Mark 7:20-23 reinforces the problem with pride, that the heart of a prideful person is what produces the evils that spoil him and ultimately lead to his shame. That’s why God hates it.

Since we all are tempted by pride to one extent or another and have all been guilty of it at one time or another in one way or another, we need to be like that humble publican and recognize it in ourselves, confess it and work to change it. And to ask your Heavenly Father, “Lord, show me what I’m really like” – now that’s a good hard look in a full-length mirror! God stands ready to do just that – to show you what you’re really like, with His pruning shears in hand!

You see, Jesus is the True Vine, we believers are the branches of that Vine, and the Heavenly Father is the Gardener (John 15:1-8; I encourage you to read this beautiful but sobering passage). Here’s what the True Vine says about our Heavenly Gardener in verse 2: He cuts off every branch in Me that bears no fruit, while every branch that does bear fruit He prunes so that it will be even more fruitful.

Part of what God wants to reveal and cut down in you are any areas of idolatry taking up space in your heart, mind and life.

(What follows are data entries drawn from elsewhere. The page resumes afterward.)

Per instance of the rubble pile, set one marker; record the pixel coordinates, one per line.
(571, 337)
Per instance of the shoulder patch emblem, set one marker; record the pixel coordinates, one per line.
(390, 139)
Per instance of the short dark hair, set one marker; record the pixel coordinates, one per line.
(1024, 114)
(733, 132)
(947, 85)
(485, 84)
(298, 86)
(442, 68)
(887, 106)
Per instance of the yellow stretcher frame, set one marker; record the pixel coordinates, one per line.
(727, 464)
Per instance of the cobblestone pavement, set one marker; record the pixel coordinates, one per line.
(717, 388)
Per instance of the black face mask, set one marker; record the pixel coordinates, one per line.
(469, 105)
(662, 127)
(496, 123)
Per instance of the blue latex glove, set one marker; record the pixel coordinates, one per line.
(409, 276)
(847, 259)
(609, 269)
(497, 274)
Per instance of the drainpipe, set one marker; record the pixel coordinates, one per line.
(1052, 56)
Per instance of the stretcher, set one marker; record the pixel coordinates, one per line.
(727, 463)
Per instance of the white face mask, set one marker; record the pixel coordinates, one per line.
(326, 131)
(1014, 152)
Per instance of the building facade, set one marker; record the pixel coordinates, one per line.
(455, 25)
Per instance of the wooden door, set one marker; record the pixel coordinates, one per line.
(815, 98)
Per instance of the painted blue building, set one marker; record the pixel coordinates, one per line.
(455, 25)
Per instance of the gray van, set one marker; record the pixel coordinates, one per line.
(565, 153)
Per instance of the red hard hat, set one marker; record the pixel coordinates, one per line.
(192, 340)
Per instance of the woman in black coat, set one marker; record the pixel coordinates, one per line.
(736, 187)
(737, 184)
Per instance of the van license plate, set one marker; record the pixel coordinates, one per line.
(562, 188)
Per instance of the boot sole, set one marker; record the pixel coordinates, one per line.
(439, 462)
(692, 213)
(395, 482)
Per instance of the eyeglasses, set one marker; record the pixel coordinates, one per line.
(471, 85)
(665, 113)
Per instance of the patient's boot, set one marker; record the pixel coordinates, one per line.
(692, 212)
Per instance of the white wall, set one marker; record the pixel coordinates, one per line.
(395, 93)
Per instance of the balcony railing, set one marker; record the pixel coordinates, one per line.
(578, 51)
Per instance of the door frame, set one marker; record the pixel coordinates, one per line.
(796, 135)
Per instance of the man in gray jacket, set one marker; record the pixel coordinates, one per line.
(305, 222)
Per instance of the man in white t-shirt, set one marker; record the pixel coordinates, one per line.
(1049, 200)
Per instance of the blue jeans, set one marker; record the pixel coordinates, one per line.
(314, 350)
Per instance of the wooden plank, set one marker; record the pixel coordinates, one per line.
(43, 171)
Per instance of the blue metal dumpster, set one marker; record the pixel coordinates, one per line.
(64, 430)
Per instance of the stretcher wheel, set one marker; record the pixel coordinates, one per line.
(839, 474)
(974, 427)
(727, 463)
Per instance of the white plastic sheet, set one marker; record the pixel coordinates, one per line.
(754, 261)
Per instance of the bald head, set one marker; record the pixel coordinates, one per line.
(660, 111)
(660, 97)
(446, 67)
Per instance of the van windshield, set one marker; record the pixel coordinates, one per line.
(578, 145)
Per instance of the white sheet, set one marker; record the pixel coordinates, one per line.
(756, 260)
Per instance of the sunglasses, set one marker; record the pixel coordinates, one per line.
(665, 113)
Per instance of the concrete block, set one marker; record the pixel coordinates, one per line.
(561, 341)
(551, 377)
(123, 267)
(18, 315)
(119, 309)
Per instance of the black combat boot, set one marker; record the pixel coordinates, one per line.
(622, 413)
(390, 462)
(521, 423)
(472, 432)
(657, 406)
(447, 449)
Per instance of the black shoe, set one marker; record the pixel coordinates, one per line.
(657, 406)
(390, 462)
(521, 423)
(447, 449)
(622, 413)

In New Testament scripture, an “idol” is “an image, a phantom; an image in the mind, and then, the image of a god” (A Critical Lexicon and Concordance to the English and Greek New Testament, E.W. Bullinger; Kregel Publications; Grand Rapids, MI; 1908, 1999; p.395). In Webster’s dictionary, “idolatry” is blind or excessive adoration or devotion (www.Merriam-Webster.com).

Hmm. So idols are first formed in the mind, and then nurtured in the heart.

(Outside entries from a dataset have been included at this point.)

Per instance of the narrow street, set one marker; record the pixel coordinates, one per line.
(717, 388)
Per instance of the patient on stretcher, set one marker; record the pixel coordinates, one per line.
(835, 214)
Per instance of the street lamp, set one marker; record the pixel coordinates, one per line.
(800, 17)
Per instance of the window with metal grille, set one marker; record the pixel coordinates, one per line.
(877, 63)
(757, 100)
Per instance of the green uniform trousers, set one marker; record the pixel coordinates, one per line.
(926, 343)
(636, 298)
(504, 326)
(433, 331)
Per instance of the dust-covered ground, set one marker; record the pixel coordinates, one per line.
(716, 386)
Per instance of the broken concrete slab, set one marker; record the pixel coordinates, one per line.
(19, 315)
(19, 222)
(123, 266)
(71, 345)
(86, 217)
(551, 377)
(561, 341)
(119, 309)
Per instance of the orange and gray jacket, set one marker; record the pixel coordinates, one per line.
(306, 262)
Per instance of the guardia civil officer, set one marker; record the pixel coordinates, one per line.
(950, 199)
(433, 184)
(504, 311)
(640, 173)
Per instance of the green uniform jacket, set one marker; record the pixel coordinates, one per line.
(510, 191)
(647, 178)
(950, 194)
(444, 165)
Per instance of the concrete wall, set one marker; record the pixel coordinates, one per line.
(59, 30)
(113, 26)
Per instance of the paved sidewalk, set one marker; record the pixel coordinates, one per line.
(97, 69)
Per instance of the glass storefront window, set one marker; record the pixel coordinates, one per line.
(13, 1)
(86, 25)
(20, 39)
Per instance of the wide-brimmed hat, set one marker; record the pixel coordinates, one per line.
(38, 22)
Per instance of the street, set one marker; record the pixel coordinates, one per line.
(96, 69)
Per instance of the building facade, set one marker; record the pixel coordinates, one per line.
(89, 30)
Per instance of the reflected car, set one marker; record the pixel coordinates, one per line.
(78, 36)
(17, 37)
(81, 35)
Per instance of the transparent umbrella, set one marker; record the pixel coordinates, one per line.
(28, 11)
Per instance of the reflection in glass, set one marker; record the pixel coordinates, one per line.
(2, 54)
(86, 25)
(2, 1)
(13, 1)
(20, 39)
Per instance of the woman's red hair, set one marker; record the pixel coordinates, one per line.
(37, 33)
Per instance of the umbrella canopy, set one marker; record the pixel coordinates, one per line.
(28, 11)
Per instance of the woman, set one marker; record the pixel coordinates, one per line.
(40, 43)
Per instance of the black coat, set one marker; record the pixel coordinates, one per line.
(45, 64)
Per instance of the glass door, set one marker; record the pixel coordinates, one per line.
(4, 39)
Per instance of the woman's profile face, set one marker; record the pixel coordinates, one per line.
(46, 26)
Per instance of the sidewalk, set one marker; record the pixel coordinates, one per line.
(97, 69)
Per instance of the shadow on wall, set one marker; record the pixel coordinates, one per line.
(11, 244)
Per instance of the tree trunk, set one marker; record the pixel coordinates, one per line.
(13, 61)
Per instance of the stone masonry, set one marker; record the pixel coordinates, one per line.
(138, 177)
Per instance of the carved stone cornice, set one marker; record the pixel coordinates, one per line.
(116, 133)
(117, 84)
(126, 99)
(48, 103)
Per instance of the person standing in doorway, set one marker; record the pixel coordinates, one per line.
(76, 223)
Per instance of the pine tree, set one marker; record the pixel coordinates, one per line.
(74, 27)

Well, God wants to cut them down. They spoil you and ultimately lead to your shame.

Historic accounts particularly in the Old Testament show that idols were actual symbolic icons of various God-made creatures such as animals or humans, formed out of God-made materials like gold and silver, shaped by the hand of men, originating out of their own imaginative inclinations and not from God who said, You shall have no other gods before Me. You shall not make for yourself an image in the form of anything in heaven above or on the earth beneath or in the waters below. You shall not bow down to them or worship them… (Exodus 20:3-5a).

With that in mind, when asking God to show you the real you, ask yourself who’s really got a hold of the cutting tool. Is it God using His gardening shears to prune you to better spiritual health so that you can bear more fruit for His glory? Or are there also craftsman’s tools in your own hands, giving more and more idolatrous shape to any selfish or carnal feelings, ideas and ambitions of your own creation, or any popular celebrities, personalities, trends or other worldly distractions?

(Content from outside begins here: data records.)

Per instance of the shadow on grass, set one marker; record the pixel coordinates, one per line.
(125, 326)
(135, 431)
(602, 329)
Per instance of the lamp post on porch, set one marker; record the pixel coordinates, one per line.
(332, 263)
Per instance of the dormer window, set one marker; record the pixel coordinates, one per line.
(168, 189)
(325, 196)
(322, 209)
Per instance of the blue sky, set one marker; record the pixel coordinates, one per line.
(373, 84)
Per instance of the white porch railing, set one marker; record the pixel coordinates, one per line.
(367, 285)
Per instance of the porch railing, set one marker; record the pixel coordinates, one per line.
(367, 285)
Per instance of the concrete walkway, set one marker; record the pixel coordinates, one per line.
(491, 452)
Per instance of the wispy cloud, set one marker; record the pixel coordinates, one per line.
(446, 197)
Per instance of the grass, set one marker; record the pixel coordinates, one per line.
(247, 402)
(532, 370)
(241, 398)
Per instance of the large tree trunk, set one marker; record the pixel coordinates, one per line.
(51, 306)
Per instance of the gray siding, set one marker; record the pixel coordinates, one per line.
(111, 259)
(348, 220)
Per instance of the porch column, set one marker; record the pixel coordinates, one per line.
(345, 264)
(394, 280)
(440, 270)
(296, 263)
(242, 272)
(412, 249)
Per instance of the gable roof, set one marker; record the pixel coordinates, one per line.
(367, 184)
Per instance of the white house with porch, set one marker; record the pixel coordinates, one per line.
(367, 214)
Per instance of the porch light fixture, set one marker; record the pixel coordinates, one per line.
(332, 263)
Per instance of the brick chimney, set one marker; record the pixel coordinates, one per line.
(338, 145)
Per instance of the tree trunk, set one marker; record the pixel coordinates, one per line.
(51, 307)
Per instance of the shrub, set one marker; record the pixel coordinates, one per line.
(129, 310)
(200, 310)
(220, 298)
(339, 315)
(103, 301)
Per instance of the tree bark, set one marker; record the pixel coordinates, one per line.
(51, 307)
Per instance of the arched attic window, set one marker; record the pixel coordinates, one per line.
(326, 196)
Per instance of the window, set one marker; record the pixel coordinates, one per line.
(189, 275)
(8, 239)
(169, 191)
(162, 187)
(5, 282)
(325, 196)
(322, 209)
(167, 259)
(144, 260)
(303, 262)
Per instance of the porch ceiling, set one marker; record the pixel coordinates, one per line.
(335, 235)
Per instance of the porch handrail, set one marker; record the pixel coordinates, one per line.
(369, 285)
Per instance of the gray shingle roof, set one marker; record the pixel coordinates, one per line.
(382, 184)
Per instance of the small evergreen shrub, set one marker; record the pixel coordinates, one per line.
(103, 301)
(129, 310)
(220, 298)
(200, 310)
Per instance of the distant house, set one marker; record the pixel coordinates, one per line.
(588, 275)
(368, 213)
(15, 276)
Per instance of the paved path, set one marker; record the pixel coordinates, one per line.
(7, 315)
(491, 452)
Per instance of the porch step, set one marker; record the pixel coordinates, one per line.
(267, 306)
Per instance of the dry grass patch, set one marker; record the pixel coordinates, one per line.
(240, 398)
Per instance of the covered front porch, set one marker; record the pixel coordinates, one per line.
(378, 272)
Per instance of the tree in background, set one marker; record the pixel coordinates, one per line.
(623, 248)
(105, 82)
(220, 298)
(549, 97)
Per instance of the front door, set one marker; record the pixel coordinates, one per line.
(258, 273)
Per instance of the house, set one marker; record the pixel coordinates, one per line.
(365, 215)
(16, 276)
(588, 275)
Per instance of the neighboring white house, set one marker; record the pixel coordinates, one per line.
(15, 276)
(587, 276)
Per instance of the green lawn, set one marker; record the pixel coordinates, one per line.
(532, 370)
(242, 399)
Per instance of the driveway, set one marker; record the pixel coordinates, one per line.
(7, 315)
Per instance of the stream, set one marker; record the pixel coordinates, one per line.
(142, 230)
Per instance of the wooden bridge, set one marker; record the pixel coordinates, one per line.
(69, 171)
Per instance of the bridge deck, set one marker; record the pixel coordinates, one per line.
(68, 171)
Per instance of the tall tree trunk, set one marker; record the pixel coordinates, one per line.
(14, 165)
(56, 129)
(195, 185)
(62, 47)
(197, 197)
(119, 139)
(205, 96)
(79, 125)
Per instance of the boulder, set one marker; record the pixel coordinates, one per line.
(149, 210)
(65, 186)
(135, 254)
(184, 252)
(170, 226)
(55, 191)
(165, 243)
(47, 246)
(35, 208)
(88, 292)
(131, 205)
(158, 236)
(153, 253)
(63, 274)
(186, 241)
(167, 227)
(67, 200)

While God’s trying to prune you, are you also making icons? Are you bearing fruit, or fashioning idols?

You may not worship graven images of false, lifeless gods carved from wood, molded from clay, hewed from stone, or refined from fired gold. But maybe you’ve nurtured your desires, attitudes and habits about things and other people to the point that they’ve become like a god to you – a phantom image fashioned into an idol in your heart and mind, taking up space that should be completely devoted to Jesus Christ.

We all should recognize and then repent from all those ugly things that lurk beyond the surface of what we allow ourselves and others to see in us. Things such as pride, vanity, material gain, personal success, envy, resentment, self-righteousness, and self-centeredness; disproportionate devotion to people, trends or habits; or even pain, shame and sin – all the things we unwittingly build up like idols standing in the way of our devotion to and living for our awesome Heavenly Father.

When you’re ready to ask God to show you what you’re really like, be ready for Him to show you what “idols” He wants to cut down in you. Like an attentive and careful Gardener, His purpose is to improve you and nurture you so that you can truly flourish and bear lots of fruit, to His glory.